New data from an ABI Research survey points to a major need for greater cell phone security for enterprise devices.
The survey included 250 senior executives in the United States and revealed that, while the executives recognized the security vulnerabilities posed by cell phones - with 41 percent saying they believed mobile phones to be more vulnerable to interception than e-mail, and 39 percent saying that phones are equally as vulnerable as e-mail - few had devices with adequate protection in place.
While ABI found that 79 percent of organizations discuss sensitive or confidential information over the phone at least weekly, and 51 percent daily, only 18 percent of organizations have "explicit mobile voice call security solutions in place," ABI wrote in a Dec. 3 statement.
Worse, 55 percent of respondents in IT roles said that their organizations had mobile voice call encryptions solutions in place. After looking into the matter, however, only 18 percent actually did.

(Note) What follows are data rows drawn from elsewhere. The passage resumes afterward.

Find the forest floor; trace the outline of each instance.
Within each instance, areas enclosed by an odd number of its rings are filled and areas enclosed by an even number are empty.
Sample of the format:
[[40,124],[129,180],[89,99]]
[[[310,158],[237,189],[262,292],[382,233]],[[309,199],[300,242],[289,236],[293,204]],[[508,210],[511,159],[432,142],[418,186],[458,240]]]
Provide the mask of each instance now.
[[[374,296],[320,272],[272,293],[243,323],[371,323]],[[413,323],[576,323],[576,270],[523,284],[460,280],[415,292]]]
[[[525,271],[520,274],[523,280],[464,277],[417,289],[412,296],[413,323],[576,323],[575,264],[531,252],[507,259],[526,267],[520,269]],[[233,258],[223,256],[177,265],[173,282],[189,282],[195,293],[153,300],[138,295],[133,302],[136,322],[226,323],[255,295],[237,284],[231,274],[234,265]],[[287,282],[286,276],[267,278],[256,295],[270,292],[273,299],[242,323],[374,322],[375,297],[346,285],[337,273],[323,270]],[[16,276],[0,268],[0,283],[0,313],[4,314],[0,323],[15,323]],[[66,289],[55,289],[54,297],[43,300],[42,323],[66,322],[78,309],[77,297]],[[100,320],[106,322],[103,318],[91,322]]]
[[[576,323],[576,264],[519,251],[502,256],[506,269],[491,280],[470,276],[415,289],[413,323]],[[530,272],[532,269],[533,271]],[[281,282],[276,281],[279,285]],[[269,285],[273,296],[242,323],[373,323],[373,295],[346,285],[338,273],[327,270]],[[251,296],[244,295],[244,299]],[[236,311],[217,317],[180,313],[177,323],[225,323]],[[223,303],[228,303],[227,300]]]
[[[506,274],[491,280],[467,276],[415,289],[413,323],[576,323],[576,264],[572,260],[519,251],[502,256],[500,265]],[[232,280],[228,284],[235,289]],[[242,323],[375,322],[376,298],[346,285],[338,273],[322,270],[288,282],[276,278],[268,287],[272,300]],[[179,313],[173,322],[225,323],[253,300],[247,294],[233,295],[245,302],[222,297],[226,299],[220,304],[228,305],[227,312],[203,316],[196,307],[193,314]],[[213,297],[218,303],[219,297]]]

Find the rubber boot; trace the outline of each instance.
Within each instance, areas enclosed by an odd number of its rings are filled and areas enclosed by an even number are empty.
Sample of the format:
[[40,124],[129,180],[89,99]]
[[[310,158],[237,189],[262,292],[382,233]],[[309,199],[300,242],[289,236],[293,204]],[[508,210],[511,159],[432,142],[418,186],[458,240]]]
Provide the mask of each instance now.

"Effective e-mail security has become routine but our research shows most businesses do not apply anything like the same level of robust security to cell phone calls," Stan Schatt, an analyst with ABI, wrote in the report.
"Equally concerning is that a significant number of people who identified themselves as being responsible for cell phone voice call security incorrectly believe the organizations' mobile calls have been protected when they have not," Schatt continued. "This perception that they are protected when in reality they are not suggests a serious hole in the information security of many businesses. It is important that companies take urgent steps to review their measures for countering this growing corporate risk area."
Should the findings fall on optimistic ears, ABI describes a project devised by German hackers that came to light this summer and showed them to be working on a code table that would enable them to crack the encryption of GSM mobile calls - which is 80 percent of the world's mobile calls.
"This codebook is planned to be freely available within the next six months, and significantly lowers the bar for everyday hackers to crack GSM calls using only a high-end laptop," ABI wrote in the statement.
Intercepting radio waves, according to ABI, is not the way that the security of a call can be breached. "Interception risks occur at various segments along a call path, which may involve multiple network operators in a variety of countries each having a different levels of security measures and risks," the research firm wrote in the statement
ABI performed the study on behalf of Cellcrypt, which provides mobile phone security solutions.
"Companies that do not [act on the need for mobile phone security] are exposing themselves to attack," wrote ABI's Schatt.